No final do século 18 carioca, a alimentação dos escravos está lastreada no feijão preto, farinha de mandioca, laranjas e bananas; além das carnes secas ou toucinhos que os próprios negros podiam comprar com o produto da venda das suas hortaliças. A origem deve ter sido essa. Mas, um século depois, ela ainda não era um “prato completo”, segundo Câmara Cascudo que sugere que ela se difundiu como tal em hotéis e pensões.

Foram os modernistas que projetaram a feijoada como prato nacional. Eles tinham necessidade enorme de novos signos para a brasilidade. A questão estética e política era “acharmos a nossa expressão” em vários planos, e nada melhor do que o popular feijão, a evocação do cozido português, dos embutidos e pedaços de porco, além da couve.
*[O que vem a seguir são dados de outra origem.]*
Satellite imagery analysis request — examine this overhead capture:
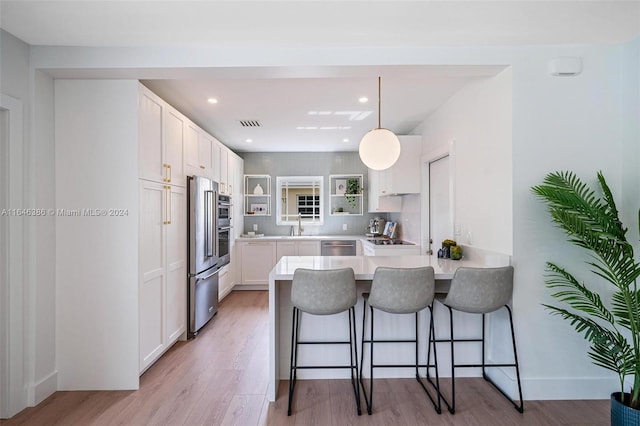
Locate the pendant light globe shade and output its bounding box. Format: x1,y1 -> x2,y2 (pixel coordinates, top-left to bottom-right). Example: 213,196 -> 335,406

Mário de Andrade, em “Macunaíma” (1928), desenhou uma cena imorredoura: a feijoada na casa do fazendeiro Venceslau Pietro Pietra. Uma alegoria da cozinha nacional e daqueles seres étnicos que o Brasil colocou em contato. O festim é presidido por Venceslau (peruano, italiano, Piaimã), um demônio devorador de gente ou “comedor de identidades”, conforme interpreta a crítica literária. O tema da antropofagia, da deglutição cultural, esteve presente em toda a produção modernista e a feijoada é um caso particular seu.

Este festim de Macunaíma foi magnificamente carnavalizado no filme homônimo (1969), de Joaquim Pedro de Andrade. E a graça da evocação continuou com Vinicius de Moraes (“Feijoada à minha moda”), que ensinou, em versos engordurados, como fazer uma feijoada sabática.

O feijão é coisa quase universal. Mas enquanto o preto e o rajado “igualam” as classes sociais, o fradinho e o jalo diferenciam preferências de ricos e pobres. Feijão preto é dominante somente no Rio de Janeiro e Rio Grande do Sul. O tempero relevante da feijoada é a propriedade metonímica de reter o passado de escravidão na cor do feijão, subvertendo o seu sentido. Dentro e no entorno, a feijoada congraça índios, negros e brancos, esquecendo que se comiam: uns foram dizimados, outros feitos escravos; outros, sempre colonizadores cruéis. A feijoada, como alegoria, é o substrato alimentar da irmandade mística dos contrários - a nação mestiça - desejada e vista como original do Brasil desde “Casa-grande & senzala” (1933) de Gilberto Freyre. Coisa de intelectuais, estamos entendidos.

E nada mais “cabeça” do que a “Dialética da Feijoada” (1986), de Renato Pompeu, com o prato feito metáfora das relações de classe e da dependência diante do imperialismo. Como escreveu, “consagrada pela intelectualidade influenciada pela industrialização [ela] tem de enfrentar outros pratos simbólicos e a sua afirmação como prato nacional-popular tem de ser considerada ainda um processo em andamento”.
Joãozinho Trinta, o carnavalesco, poderia reformular sua frase célebre: “quem gosta de pobreza, e da riqueza da feijoada, é intelectual”. Porque pobre celebra mesmo com churrasco de boi, a carne dos ricos, e cerveja. Assim, as classes sociais se devoram, de modo cruzado, à mesa. Da deglutição restam, incólumes, só os ossos do ofício e os do rabo do porco.

(Folha de São Paulo, Mais!, 06/12/2009)

1 comentários:

Breno Raigorodsky disse...

Legal. Quem quiser comer o cochinillo do Rubayat ou encomenda com 3 dias de antecedência ou ataca de feijoada, porque ele é servido desde que foi incluído no cardápio da casa sob o empinado nome de babypork.